Читая эту книгу, вы поймете, что я не считаю веру и аргументы естественными врагами. Полагаю, что к этой ложной дихотомии нас привела потребность в определенности и отчаянное желание «быть правым». Я не доверяю теологу, который отрицает красоту науки, и ученому, который не верит в силу таинственности.
Благодаря такой позиции я нахожу знание и истину во множестве источников. В этой книге вы встретите высказывания ученых и авторов песен, цитаты из исследований и фильмов. Я поделюсь с вами письмом от своего наставника, которое помогло мне разобраться в том, что значит разбитое сердце, и статьей социолога на тему ностальгии. Конечно, я не возвожу Crosby, Stills, Nash & Young в ранг ученых, но также и не хочу преуменьшать способность артистов запечатлевать истину о человеческой душе.

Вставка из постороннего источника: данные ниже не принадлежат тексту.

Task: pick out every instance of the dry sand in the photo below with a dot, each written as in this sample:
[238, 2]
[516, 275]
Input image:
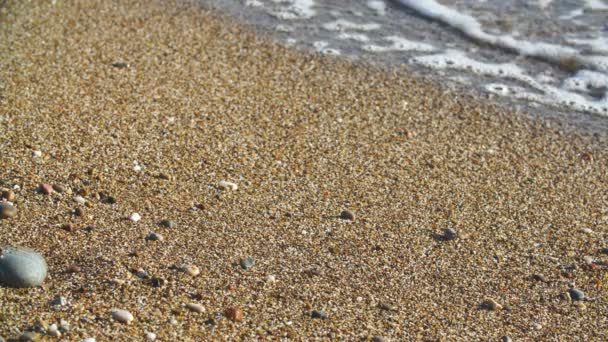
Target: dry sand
[304, 137]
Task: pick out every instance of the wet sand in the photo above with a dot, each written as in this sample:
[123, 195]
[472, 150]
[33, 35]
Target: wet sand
[194, 99]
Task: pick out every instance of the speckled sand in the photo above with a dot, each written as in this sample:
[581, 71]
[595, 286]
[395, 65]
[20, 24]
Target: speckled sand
[203, 100]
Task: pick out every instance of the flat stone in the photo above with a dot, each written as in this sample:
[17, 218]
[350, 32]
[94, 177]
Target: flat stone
[21, 267]
[7, 210]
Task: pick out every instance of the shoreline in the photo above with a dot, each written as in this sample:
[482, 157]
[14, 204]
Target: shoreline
[156, 105]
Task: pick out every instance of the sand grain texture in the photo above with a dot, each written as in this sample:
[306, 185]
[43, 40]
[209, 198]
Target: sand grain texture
[196, 99]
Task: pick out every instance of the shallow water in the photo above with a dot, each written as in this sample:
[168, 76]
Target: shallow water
[546, 57]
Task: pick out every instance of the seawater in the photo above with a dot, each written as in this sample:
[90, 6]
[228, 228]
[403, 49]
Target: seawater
[546, 57]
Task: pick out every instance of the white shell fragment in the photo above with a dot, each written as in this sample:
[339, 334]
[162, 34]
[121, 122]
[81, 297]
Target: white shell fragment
[225, 185]
[134, 217]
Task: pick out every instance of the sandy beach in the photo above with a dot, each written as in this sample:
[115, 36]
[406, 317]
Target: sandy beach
[145, 107]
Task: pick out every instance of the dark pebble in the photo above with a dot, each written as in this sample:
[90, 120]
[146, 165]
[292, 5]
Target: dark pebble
[576, 294]
[246, 262]
[318, 314]
[347, 215]
[168, 224]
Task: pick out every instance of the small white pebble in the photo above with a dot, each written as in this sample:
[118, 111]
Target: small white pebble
[195, 307]
[192, 270]
[79, 199]
[52, 330]
[228, 185]
[122, 316]
[134, 217]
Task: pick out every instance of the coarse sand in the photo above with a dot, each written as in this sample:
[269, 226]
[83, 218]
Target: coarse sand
[146, 106]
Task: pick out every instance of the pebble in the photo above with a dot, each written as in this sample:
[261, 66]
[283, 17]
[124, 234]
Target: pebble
[7, 210]
[52, 330]
[246, 263]
[59, 188]
[576, 294]
[450, 234]
[347, 215]
[21, 267]
[195, 307]
[491, 305]
[154, 237]
[8, 195]
[192, 270]
[79, 200]
[234, 313]
[122, 316]
[59, 300]
[46, 189]
[319, 314]
[168, 224]
[134, 217]
[225, 185]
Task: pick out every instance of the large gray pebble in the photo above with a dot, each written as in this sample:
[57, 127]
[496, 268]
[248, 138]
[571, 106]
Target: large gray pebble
[21, 267]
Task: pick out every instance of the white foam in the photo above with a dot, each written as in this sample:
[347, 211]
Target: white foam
[294, 9]
[469, 26]
[378, 6]
[399, 44]
[542, 92]
[596, 5]
[353, 36]
[342, 24]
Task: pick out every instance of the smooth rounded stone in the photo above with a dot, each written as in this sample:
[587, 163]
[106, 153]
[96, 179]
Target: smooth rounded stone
[79, 200]
[234, 313]
[7, 210]
[246, 263]
[8, 195]
[122, 316]
[194, 307]
[168, 224]
[347, 215]
[46, 189]
[21, 267]
[134, 217]
[491, 304]
[191, 270]
[450, 234]
[154, 237]
[576, 294]
[225, 185]
[320, 314]
[59, 300]
[53, 330]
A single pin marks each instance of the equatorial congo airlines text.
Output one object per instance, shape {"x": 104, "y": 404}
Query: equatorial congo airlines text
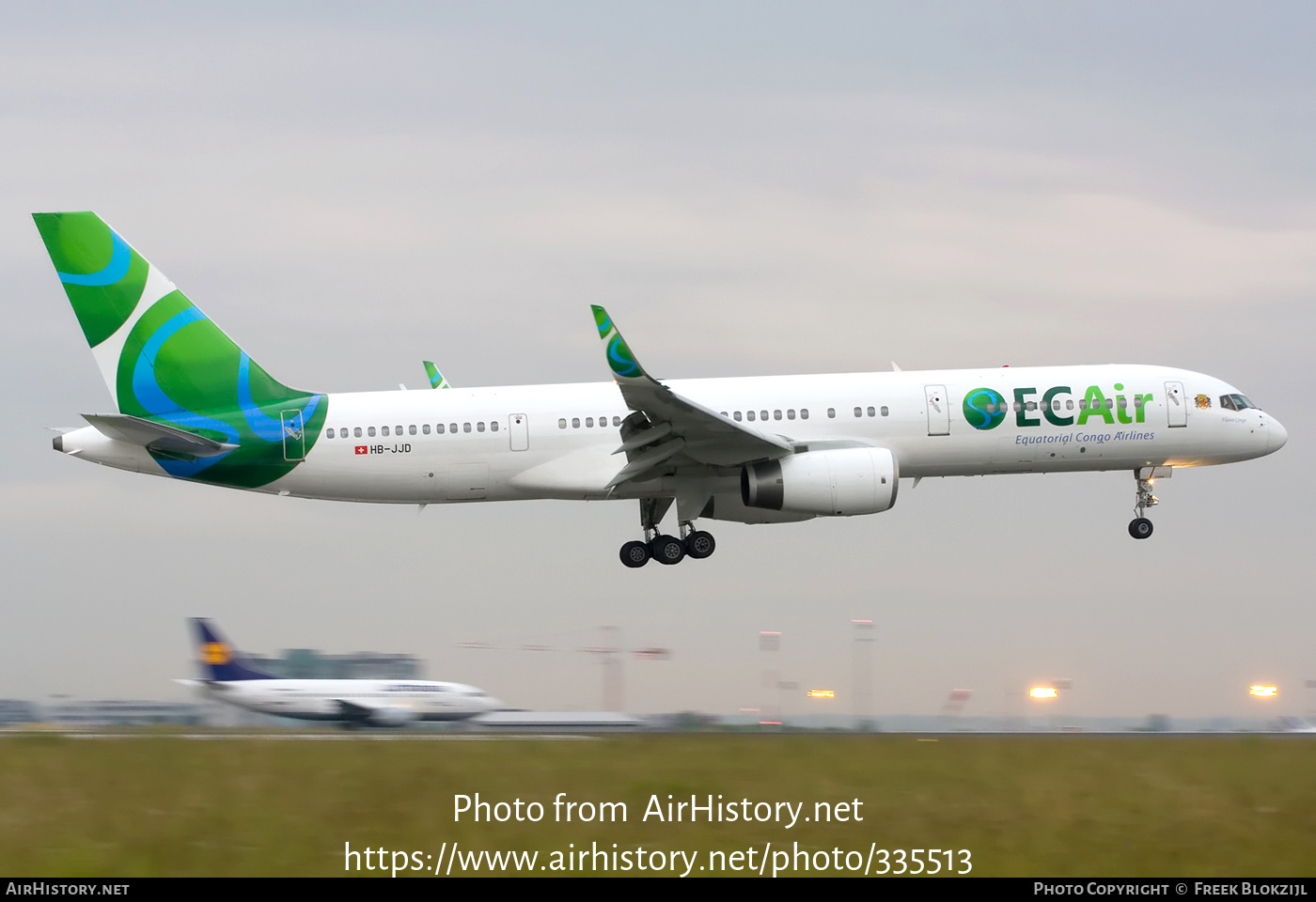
{"x": 668, "y": 812}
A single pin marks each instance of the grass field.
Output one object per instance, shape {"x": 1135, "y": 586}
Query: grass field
{"x": 1062, "y": 805}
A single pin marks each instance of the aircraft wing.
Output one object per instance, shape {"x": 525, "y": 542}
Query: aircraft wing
{"x": 155, "y": 437}
{"x": 684, "y": 427}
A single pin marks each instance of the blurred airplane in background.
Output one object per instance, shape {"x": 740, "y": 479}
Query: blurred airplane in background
{"x": 229, "y": 677}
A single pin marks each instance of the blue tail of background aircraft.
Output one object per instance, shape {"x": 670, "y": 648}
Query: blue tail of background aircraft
{"x": 217, "y": 658}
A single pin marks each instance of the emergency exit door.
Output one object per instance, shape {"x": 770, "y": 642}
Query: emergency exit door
{"x": 519, "y": 431}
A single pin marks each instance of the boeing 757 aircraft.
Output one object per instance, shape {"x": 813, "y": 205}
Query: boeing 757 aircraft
{"x": 230, "y": 677}
{"x": 191, "y": 404}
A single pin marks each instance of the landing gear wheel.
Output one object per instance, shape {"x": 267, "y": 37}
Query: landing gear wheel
{"x": 634, "y": 553}
{"x": 700, "y": 545}
{"x": 667, "y": 550}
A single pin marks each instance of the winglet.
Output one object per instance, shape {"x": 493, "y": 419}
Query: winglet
{"x": 622, "y": 362}
{"x": 436, "y": 378}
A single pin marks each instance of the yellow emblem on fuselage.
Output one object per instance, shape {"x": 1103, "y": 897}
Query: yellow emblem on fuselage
{"x": 214, "y": 652}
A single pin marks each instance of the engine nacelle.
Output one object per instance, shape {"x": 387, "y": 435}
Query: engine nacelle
{"x": 838, "y": 483}
{"x": 391, "y": 717}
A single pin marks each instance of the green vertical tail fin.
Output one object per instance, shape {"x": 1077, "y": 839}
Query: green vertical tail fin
{"x": 166, "y": 361}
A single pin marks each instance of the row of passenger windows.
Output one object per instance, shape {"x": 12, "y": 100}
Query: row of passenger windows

Я не собираюсь делать вид, что являюсь экспертом по каждому вопросу в этой книге. Вместо этого я буду приводить цитаты из трудов других исследователей и экспертов, чьи работы отражают то, что выявили мои данные. Мне уже не терпится познакомить читателей с некоторыми из этих мыслителей и творцов, которые посвятили себя исследованию внутреннего устройства эмоций, мыслей и поведения.
Я убедилась в том, что мы все хотим быть открытыми в своей жизни. Это означает, что мы будем бороться и терпеть неудачи; мы узнаем, что значит быть смелыми, несмотря на боль.
Я благодарна за возможность совершить это путешествие вместе с другими. Как сказал Руми[3]: «Мы все просто идем от дома к дому друг друга».
Для получения дальнейшей информации по методике и текущему исследованию посетите мой сайт: brenebrown.com.
Спасибо за то, что присоединились ко мне в этом приключении.